Peters sure looks the part of a coach. Out on the field, he’s bigger, stronger, and older than the rest of the players.
It’s regrettable to refer to a senior in high school with a cliche such as “elder statesman” or some such. Still, the supply of terms is limited for the only 12th-grader on a dozen-man team that includes six freshman and a couple of sophomores.
Peters’ accomplishments haven’t come without a substantial measure of personal sacrifice.
“He’s taken time out from working on his game to help the freshmen with their swings, stuff like that,” Shively said. “He’s been a godsend, I’ll tell you that.”
Peters doesn’t even mention anything he may be missing out on to help somebody else.
“I’d like to coach; I love doing it now,” he said. “I like to see them get better, especially at this school. It’s been rough. It’s great to see the boys interested in it.”

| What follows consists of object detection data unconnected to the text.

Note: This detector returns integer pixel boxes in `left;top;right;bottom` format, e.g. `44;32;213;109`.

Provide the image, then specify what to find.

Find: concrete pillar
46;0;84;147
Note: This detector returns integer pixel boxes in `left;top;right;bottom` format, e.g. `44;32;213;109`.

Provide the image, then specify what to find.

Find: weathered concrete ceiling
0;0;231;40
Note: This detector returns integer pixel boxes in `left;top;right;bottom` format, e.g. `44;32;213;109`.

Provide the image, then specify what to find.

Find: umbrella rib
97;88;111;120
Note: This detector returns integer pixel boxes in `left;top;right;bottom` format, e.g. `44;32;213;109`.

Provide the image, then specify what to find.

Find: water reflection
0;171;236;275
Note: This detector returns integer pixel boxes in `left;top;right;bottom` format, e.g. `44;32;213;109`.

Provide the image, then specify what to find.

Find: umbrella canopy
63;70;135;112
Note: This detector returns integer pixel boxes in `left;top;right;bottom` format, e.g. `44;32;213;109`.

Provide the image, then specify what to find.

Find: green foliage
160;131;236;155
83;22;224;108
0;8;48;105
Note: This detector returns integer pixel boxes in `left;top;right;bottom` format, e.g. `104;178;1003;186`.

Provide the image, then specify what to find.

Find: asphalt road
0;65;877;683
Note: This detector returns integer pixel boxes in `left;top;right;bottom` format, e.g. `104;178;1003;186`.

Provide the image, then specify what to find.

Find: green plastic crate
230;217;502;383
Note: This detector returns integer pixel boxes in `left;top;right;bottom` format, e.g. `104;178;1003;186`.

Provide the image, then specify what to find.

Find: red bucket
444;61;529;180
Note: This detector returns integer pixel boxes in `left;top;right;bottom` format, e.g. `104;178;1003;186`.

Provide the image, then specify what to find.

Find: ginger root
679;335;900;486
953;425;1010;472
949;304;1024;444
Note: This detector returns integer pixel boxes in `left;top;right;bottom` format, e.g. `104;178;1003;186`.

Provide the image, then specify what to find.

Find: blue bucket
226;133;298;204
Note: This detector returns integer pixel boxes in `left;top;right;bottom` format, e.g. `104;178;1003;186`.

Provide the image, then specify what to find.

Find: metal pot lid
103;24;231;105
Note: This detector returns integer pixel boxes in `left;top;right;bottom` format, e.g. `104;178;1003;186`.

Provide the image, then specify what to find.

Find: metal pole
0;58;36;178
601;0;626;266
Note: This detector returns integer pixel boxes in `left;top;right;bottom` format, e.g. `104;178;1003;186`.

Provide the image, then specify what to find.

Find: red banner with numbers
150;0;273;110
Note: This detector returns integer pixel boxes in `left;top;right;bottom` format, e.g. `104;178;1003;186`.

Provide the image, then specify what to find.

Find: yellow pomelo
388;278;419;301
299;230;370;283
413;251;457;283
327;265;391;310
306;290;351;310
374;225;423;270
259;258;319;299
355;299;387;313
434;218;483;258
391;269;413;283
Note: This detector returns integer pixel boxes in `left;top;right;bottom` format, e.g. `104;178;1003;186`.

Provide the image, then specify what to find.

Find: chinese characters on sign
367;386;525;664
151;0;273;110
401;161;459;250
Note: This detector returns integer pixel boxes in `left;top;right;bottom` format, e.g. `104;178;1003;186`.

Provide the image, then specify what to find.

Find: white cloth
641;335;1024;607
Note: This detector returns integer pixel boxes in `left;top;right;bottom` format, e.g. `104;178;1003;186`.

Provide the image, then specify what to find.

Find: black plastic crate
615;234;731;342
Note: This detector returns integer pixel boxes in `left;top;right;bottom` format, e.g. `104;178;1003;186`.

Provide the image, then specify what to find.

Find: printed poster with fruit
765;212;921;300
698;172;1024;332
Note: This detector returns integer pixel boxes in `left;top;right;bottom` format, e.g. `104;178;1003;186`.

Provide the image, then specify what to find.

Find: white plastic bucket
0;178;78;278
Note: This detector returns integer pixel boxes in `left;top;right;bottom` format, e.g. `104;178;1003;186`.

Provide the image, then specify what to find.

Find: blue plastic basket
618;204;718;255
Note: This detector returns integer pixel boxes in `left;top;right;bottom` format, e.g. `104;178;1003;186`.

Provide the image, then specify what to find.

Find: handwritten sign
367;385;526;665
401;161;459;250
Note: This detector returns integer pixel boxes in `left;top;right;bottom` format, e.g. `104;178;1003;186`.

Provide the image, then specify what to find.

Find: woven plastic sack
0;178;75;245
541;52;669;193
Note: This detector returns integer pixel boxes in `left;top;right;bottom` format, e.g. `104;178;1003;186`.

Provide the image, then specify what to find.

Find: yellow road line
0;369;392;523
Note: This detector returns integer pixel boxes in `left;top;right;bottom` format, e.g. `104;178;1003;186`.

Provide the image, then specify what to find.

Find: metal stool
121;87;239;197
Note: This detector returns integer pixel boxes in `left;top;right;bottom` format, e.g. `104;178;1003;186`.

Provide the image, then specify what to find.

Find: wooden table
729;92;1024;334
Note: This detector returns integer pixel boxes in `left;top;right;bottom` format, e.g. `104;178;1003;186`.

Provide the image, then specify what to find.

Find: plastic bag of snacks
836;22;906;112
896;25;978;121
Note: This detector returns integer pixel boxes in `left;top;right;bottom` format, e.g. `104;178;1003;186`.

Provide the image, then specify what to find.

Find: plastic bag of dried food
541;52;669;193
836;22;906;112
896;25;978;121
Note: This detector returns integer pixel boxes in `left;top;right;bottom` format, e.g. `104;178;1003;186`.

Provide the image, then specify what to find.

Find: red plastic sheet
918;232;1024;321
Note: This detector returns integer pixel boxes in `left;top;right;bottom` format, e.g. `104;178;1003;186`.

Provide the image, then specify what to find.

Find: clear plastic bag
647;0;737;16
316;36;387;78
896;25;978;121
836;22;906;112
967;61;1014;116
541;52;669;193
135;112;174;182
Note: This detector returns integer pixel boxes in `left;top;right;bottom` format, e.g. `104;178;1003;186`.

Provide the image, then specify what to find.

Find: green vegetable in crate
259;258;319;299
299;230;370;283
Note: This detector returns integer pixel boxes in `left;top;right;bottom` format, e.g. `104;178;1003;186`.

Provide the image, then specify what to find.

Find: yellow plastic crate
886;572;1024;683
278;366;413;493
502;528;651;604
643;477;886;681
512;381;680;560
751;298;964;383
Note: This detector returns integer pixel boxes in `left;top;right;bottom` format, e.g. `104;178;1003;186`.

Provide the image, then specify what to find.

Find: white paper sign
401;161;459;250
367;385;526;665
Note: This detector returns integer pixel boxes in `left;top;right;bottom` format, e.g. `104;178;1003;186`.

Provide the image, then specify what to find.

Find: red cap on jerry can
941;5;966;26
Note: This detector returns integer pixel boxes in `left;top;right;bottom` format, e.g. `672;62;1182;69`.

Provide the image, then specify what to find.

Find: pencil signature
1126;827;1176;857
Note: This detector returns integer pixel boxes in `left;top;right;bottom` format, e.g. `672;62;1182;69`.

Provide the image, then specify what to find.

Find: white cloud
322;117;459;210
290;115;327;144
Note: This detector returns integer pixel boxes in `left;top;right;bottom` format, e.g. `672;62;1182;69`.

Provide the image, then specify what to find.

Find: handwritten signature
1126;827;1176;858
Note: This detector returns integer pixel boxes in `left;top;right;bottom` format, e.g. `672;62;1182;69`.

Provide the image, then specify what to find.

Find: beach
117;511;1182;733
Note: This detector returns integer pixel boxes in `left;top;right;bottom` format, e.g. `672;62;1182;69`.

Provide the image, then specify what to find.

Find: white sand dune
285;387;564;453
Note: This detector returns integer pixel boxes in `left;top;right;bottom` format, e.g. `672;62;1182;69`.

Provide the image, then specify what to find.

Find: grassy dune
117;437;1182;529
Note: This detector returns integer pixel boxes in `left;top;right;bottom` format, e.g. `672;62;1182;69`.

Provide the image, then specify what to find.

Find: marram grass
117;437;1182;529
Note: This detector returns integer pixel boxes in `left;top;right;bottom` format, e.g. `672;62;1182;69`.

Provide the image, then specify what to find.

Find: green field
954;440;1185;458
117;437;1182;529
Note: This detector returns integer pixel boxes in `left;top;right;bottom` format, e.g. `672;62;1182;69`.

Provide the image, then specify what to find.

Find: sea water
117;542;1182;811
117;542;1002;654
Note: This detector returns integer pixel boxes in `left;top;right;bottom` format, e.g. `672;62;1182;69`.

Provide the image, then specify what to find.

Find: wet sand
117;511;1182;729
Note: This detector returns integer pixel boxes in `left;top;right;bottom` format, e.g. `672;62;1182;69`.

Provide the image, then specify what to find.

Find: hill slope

The 2011 season was difficult. Not everybody was taking the proper approach. The level of commitment from some could have been better. It had been a long slog here in this sport with not much to show for it in a number of seasons. Shively is the third coach in as many years and fourth in the past six. A Mustangs assistant coach last year, he vows he’ll stay at his current post to see through the job of returning respectability to the program.
Peters sees progress with the infusion of talent among the underclassmen, particularly freshmen Dakota Kidd, Mike Waltz, Josh Howard, Collin Smith, Cody Bowers, and Austin Gilmore.
“It’s a younger group so these guys really didn’t have to go through all that last year,” Peters said. “They want to win.
“They’re putting in the time. We may not win now, but they’re getting better. They’ll work hard for you and that’s what I like.”
Among the juniors, Kendall Sisson, who is hitting .368, appears poised to take over team leadership once Peters is gone.
By then, Peters expects to be at Roanoke College, where he’ll have an opportunity to continue playing baseball, or at a private golf academy he has been looking at with the aim of setting the stage for later career opportunities.
Meanwhile, he keeps hitting in the middle of the order, spotting his fastball to go with a wicked curve, coaching bullpen, and hitting fungoes. All that and maintaining hope and high spirits to boot.
“We’re getting better,” he said. “Maybe we’ll win a couple this year.”